Otherwise, both parties may be held liable for failure to meet the existing legal regulations on the inadmissibility of the use of unlicensed equipment in regular practice and the provision of healthcare services to the population. Thirdly, as mentioned above, with the proven certified status of the EHR system, no more than 85% of its cost can be paid by the donor. Subject to all these conventions, the parties may sign a legal agreement to acquire the EHR system and not violate the existing official regulations that thoroughly track fraudulent schemes.
Issues Concerning the Use of EHR and Healthcare Fraud
When applied to the issues related to healthcare fraud, the use of EHR is often fraught with problems and potential violations. Nelson and Staggers (2018) note that the most common issue is associated with the algorithm for purchasing relevant electronic equipment. Unable to buy often costly EHR systems, medical units are forced to make agreements with the heads of hospitals and other healthcare institutions and seek assistance in financing such purchases.

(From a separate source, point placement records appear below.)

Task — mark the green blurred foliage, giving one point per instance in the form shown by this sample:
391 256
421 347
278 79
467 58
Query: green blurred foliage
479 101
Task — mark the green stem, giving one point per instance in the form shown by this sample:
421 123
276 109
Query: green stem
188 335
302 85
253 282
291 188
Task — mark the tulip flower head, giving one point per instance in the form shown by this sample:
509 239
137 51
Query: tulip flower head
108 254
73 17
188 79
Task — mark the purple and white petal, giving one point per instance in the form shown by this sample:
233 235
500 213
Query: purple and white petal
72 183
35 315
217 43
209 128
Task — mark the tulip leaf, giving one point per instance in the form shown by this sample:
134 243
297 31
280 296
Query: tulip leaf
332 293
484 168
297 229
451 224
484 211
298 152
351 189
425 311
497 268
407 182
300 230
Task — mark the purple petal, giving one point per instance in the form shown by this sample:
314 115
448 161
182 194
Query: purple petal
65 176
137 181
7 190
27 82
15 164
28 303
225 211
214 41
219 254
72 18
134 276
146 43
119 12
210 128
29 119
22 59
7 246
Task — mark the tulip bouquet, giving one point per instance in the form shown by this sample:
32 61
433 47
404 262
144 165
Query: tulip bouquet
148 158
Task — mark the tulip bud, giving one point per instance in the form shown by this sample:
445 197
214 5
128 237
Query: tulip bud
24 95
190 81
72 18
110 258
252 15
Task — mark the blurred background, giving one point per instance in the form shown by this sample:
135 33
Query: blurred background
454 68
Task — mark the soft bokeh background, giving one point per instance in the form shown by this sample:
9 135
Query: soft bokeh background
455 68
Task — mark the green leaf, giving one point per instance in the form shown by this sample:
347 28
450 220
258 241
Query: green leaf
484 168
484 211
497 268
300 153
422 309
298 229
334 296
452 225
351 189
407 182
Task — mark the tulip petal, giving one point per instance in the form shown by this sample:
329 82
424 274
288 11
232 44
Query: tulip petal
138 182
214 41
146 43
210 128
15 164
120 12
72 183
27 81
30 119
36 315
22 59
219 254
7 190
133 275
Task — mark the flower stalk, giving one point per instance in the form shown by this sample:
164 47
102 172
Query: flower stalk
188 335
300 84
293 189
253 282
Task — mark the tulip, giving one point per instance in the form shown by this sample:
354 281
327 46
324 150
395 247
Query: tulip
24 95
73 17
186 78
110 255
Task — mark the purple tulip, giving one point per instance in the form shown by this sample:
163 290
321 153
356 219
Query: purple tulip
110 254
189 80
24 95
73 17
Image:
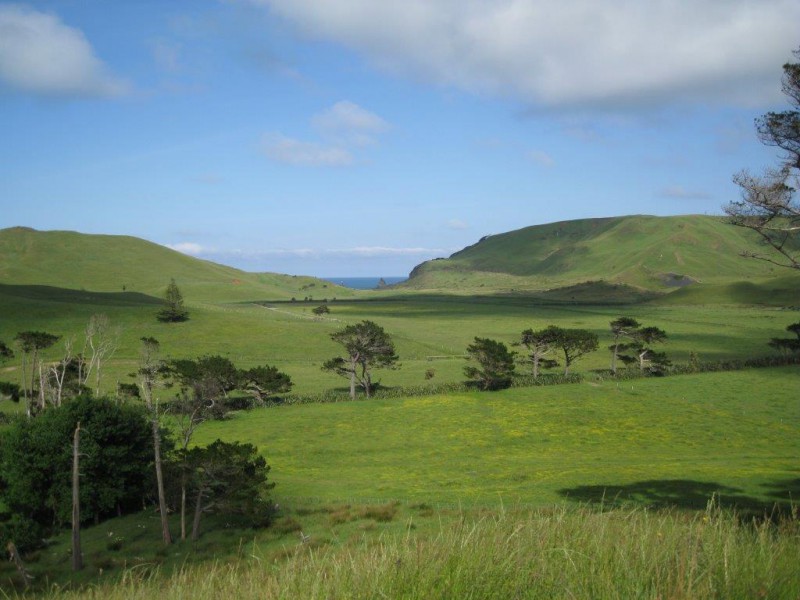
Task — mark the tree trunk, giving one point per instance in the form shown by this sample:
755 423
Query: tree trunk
162 501
614 355
198 511
77 557
183 507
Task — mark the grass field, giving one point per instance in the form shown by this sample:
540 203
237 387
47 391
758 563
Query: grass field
468 494
430 332
674 440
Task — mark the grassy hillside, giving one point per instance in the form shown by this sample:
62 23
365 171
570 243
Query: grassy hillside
108 263
654 253
674 440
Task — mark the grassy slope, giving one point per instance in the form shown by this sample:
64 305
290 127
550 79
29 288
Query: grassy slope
640 251
672 440
106 263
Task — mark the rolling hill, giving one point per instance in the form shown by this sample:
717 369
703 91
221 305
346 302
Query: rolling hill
657 254
109 263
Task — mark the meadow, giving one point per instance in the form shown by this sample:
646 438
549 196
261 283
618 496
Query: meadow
430 331
680 487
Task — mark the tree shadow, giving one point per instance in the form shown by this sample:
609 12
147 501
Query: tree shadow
691 495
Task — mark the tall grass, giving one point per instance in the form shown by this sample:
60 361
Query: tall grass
550 553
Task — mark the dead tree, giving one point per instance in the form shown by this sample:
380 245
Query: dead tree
77 556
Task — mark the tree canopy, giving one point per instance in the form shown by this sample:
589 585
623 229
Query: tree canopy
367 346
768 203
495 370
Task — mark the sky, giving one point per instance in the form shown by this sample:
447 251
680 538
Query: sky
362 137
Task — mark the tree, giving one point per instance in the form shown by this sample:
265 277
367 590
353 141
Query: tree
31 343
539 344
151 370
36 466
643 353
230 479
621 327
263 382
768 204
367 346
174 311
573 343
320 310
496 364
788 345
100 343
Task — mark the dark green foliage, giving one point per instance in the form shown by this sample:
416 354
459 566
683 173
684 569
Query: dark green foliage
621 328
768 205
573 343
539 344
5 352
216 375
230 479
495 370
174 311
367 346
264 382
36 459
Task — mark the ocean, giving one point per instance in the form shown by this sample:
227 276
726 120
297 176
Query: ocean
363 283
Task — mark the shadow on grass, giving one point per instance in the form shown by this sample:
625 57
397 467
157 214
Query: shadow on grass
692 495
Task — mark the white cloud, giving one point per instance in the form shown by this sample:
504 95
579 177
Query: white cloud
541 158
569 52
42 55
166 55
345 126
376 251
296 152
348 121
678 192
189 248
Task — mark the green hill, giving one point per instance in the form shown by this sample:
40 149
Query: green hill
659 254
110 263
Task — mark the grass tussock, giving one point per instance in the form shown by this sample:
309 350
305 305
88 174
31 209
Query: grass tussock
558 553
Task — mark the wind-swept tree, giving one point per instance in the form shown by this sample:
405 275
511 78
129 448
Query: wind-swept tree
574 343
788 345
768 203
263 382
539 344
367 346
230 478
641 349
495 370
174 311
621 328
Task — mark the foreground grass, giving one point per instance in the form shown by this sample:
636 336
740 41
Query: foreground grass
554 553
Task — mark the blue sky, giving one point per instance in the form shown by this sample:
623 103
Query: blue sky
361 137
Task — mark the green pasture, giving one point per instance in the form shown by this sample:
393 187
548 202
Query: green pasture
675 440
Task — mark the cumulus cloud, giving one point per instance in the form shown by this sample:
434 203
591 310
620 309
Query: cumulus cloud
678 192
349 122
543 159
297 152
344 127
189 248
560 53
41 55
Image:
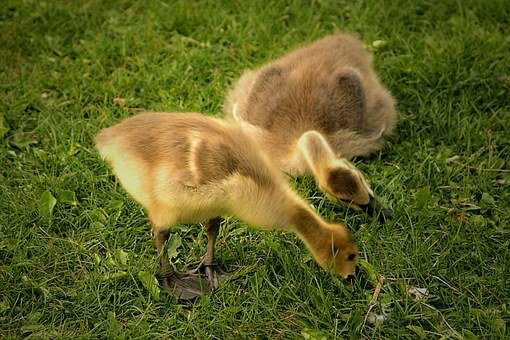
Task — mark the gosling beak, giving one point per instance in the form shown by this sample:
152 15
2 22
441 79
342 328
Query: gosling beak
374 207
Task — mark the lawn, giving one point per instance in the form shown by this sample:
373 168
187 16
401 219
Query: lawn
76 255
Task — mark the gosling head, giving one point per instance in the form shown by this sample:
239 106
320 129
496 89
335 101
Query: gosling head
347 185
340 253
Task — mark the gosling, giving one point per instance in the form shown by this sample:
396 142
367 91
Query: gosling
314 109
189 168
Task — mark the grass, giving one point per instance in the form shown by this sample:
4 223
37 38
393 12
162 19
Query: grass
71 266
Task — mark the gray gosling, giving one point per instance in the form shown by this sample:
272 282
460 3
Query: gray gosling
189 168
314 109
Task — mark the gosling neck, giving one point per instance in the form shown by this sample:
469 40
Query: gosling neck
317 153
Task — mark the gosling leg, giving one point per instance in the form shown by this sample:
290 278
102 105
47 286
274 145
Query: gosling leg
165 268
213 227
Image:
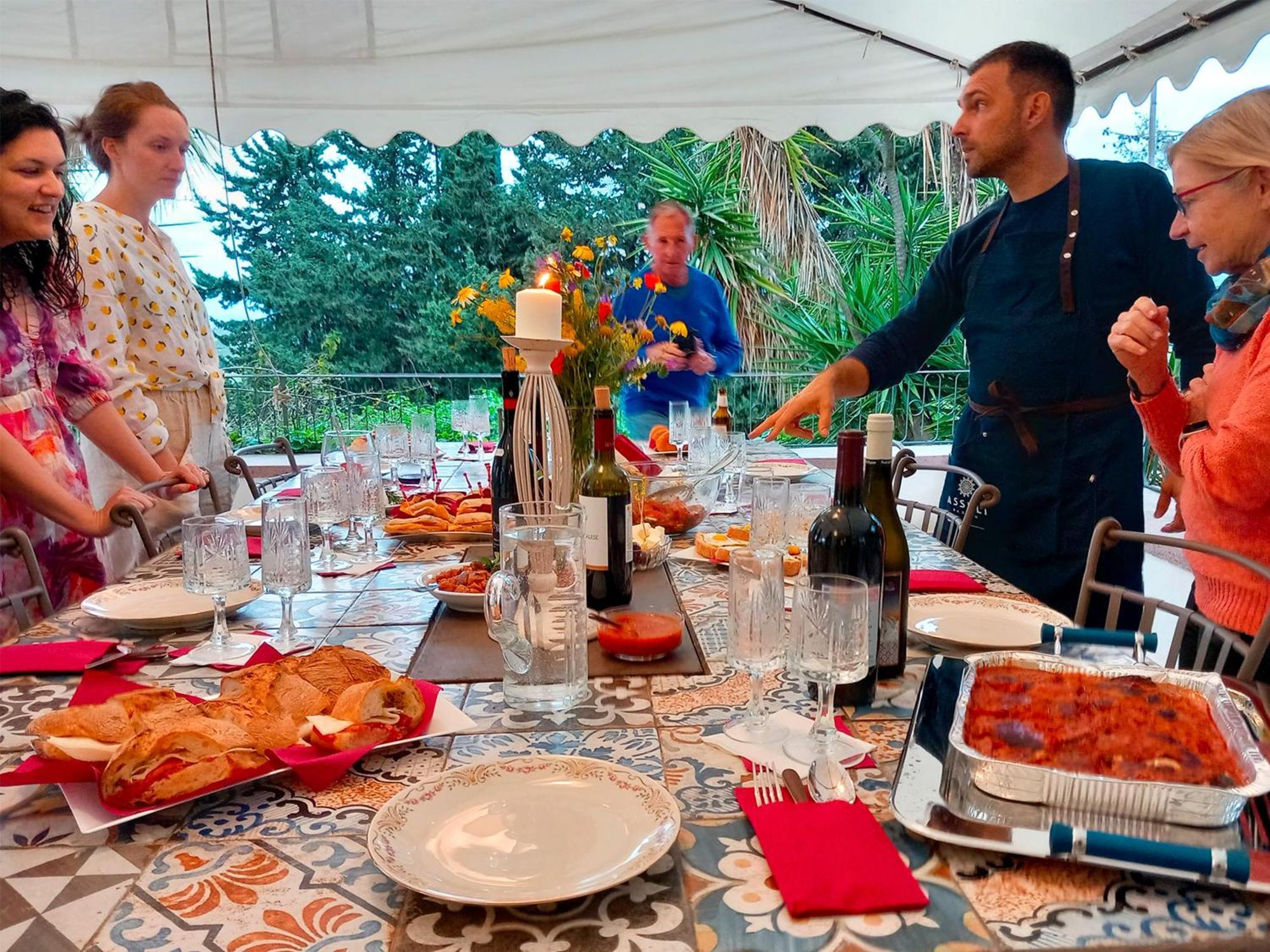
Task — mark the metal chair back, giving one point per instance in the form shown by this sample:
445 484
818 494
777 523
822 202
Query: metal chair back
238 466
16 543
128 515
948 527
1107 535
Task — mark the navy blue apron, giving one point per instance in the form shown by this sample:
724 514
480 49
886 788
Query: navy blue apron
1056 433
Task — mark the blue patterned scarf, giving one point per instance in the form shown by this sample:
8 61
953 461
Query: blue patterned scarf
1241 303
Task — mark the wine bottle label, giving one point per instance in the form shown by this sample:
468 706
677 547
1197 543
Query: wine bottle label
595 530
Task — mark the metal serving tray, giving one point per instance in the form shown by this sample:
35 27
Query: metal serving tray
934 797
1197 805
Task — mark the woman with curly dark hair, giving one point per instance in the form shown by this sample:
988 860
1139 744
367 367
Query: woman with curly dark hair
48 380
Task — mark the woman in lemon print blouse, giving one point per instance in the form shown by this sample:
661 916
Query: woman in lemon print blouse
144 321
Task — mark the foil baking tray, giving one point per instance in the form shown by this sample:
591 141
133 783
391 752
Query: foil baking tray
1192 804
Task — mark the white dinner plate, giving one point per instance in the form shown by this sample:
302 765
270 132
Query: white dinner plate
459 601
794 473
980 621
524 831
161 605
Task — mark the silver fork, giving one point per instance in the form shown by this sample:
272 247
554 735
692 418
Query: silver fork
768 785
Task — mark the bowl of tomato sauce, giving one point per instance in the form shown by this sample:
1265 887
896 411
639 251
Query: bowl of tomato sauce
639 637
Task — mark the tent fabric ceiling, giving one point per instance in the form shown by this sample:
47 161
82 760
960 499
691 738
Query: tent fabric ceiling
514 68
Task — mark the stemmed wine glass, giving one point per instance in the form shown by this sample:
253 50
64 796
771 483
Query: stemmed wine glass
756 634
681 422
337 444
424 442
285 569
478 422
327 491
829 647
392 440
215 563
772 502
365 506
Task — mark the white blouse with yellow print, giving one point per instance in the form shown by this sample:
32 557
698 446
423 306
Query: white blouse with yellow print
144 321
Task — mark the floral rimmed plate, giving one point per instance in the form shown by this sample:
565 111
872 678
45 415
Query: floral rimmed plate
524 831
161 605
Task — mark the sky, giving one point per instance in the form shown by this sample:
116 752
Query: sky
1177 110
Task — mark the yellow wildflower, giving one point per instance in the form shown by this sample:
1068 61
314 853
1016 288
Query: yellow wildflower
500 313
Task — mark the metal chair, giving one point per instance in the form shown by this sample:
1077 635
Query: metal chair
128 515
237 466
948 527
1107 535
16 543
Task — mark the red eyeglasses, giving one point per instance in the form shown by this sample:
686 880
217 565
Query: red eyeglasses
1180 196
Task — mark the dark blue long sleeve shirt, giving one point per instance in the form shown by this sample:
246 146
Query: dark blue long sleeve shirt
704 310
1123 252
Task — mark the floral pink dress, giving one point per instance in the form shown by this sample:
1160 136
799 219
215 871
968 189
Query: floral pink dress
46 380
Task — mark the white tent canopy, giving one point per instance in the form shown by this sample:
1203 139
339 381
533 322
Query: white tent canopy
514 68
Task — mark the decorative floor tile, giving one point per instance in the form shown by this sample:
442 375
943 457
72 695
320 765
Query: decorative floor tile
887 737
391 607
646 913
55 898
284 807
1047 903
716 699
613 703
21 700
702 776
739 907
637 748
321 893
393 647
39 817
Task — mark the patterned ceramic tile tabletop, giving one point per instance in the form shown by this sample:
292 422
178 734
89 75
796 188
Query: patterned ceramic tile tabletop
276 868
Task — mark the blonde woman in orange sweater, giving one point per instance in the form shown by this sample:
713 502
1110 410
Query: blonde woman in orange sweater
1217 435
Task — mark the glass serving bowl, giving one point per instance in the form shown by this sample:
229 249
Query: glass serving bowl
676 497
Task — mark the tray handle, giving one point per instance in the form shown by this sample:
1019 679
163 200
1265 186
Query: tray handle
1234 865
1137 640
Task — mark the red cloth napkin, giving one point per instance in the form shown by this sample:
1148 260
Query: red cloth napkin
815 880
942 581
51 657
319 770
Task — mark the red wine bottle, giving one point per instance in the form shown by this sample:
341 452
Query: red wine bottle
502 475
881 502
605 494
846 540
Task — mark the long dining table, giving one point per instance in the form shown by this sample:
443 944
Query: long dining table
274 866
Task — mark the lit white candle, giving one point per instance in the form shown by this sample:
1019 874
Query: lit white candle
538 314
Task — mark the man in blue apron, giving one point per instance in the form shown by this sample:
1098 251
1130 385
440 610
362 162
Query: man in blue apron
1037 282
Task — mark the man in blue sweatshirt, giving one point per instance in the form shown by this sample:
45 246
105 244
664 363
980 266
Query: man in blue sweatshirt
711 348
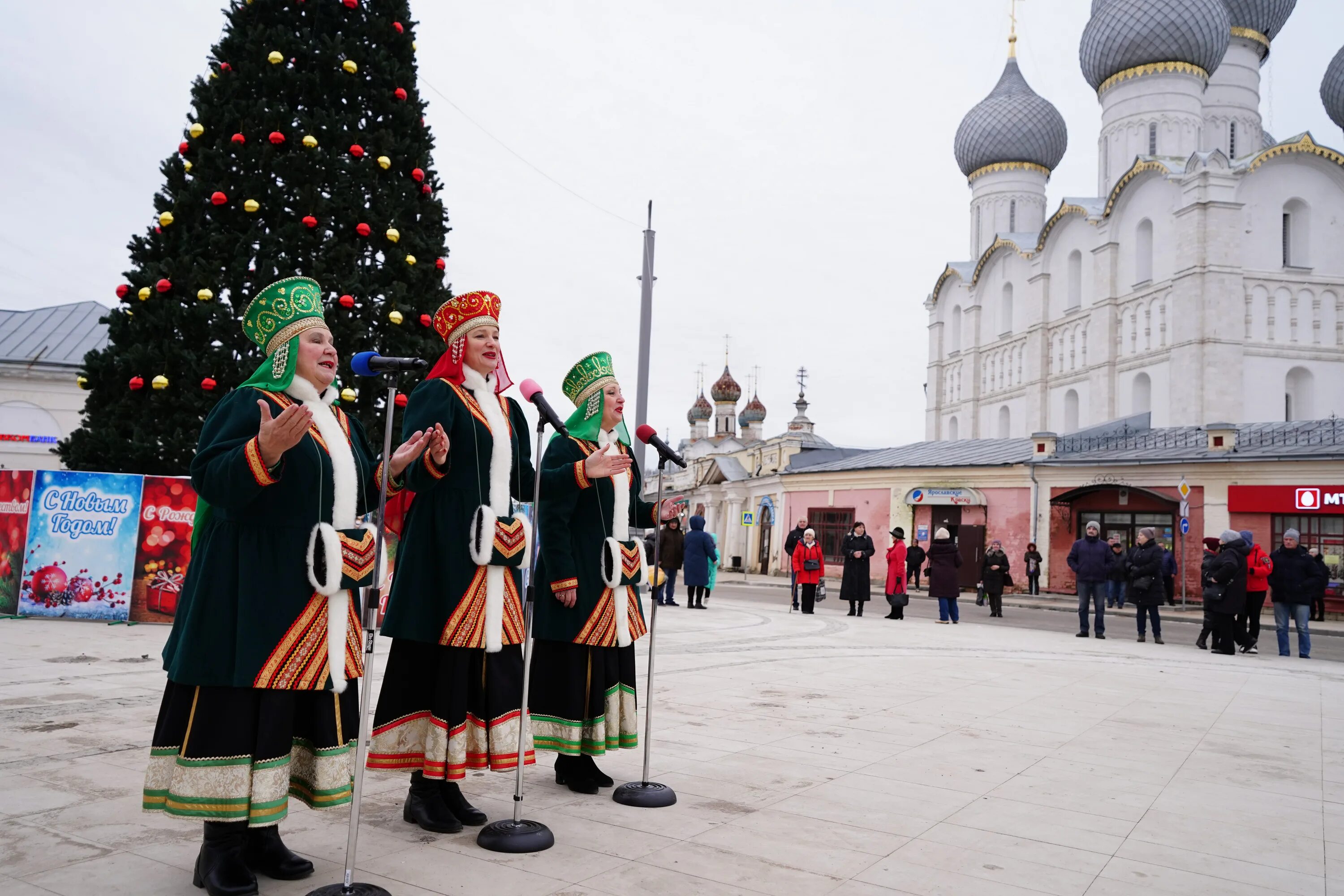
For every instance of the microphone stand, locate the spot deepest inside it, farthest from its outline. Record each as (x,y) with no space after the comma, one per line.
(650,794)
(370,621)
(519,835)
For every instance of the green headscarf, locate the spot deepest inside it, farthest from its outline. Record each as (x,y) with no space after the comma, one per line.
(584,386)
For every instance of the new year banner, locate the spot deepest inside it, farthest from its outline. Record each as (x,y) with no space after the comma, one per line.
(81,543)
(163,548)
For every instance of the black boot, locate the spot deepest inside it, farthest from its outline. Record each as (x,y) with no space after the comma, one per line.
(456,802)
(425,806)
(268,855)
(221,870)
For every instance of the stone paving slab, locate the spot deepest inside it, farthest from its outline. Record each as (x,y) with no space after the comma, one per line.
(830,755)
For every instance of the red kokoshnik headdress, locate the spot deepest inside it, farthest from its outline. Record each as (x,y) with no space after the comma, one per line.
(457,318)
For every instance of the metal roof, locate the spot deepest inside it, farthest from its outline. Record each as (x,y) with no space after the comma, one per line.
(57,336)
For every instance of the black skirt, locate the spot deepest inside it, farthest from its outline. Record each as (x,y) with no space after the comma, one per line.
(238,754)
(582,699)
(445,710)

However, when taking into account the aforementioned restraints, the violation of a number of conventions in this procedure may entail not only administrative but also criminal liability for the misuse of budgetary funds. Paying for patient referrals, as mentioned in the Anti-Kickback statute, is also a common form of fraud (“Fraud & abuse laws,” n.d.). Deliberately creating win-win conditions whereby one party pays for the purchase of technical equipment and, in return, asks to advertise specific services and refer patients to a certain provider is a severe violation, and this is exactly the example described in the scenario under consideration, which indicates the fraudulent nature of the potential transaction.
Risks of Facilitating Healthcare Fraud
The presented EHR system, despite its effectiveness and relevance to the needs of the medical practice in question, may potentially facilitate healthcare fraud. Firstly, given the nature of the existing legislation, voluntary financial assistance from a third party in exchange for a specific service, namely patient referral, is a severe violation (“Fraud & abuse laws,” n.d.).
Secondly, in the considered scenario, there is no mention that this EHR system has passed the mandatory certification procedure, and all information is offered exclusively by the sales representative. This means that if illegal software is misused to deliver public health services, litigation is inevitable because only officially approved electronic equipment can be utilized in regular practice (Nelson & Staggers, 2018). Therefore, the engagement of such an EHR system by both the considered medical team and other units under the conditions described is a fraudulent premise and is fraught with serious sanctions from the supervisory authorities.
Conclusion
Under the existing law, the proposal from the hospital’s vice president is not in compliance with federal regulations and falls under the category of healthcare fraud. The Anti-Kickback Statute defines the principles of gratuitous assistance provided as donations and prohibits any bilateral agreements, including patient referrals. For the offer in question to be legally valid, the hospital must pay no more than 85% of the EHR system and make sure the software is certified. Otherwise, the risks of litigation are high, and the hospital management may incur both administrative and criminal liability. The considered case is one of the examples of healthcare fraud.
References
Fraud & abuse laws. (n.d.). Office of Inspector General, U.S. Department of Health and Human Services. Web.
Nelson, R., & Staggers, N. (2018). Legal issues, federal regulations, and accreditation. In Health informatics: An interprofessional approach (pp. 422-433). Elsevier.